One can only speculate as to why Linds decided to go quiet... She may have decided that it was pointless voicing her opinion, as it was never listened to, or else she may have understood that her silence was what was required, or something else... The reason is unimportant. However, in order to reverse that trend, whenever Linds says something, somebody (staff included), should respond, and a conversation should be encouraged, wherever possible.
Matt
"they treat me very nicely"
What a great start to the new year! I hope you see much more of this in the coming days and weeks.
I love trees, too. I think, as you seem to, that there is much wisdom found in trees. I wish we could hear their stories and get advice from them.
sweet words from your baby girl.my heart is happy. stay strong steph.
<><
That's curious... Who, or what, is the Devil?
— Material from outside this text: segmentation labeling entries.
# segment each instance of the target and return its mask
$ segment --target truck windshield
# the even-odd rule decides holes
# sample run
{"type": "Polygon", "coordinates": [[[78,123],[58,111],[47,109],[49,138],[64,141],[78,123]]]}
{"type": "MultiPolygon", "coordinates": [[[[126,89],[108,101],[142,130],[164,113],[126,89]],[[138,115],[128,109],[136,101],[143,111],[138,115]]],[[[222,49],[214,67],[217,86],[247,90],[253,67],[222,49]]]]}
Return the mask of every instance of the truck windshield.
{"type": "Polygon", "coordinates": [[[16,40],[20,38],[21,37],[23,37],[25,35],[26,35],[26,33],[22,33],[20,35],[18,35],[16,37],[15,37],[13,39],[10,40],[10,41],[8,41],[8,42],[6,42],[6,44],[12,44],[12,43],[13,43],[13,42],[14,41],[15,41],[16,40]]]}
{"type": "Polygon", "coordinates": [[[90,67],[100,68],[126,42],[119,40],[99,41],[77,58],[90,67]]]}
That is, what does this person, thing, or strand of thought do that renders him/her/it presumably evil?
Matt
Fences are good and bad. The grade school I grew up in, grade 1 to 6 had a large field of grass with slight inclines, today it is paved with cement and metal fence and metal gate. We could have fun and get dirty (but safely) on the grass, on cement you just get beat up. We could run away if we wanted, now I wonder about the metal fences on the mind of the school children.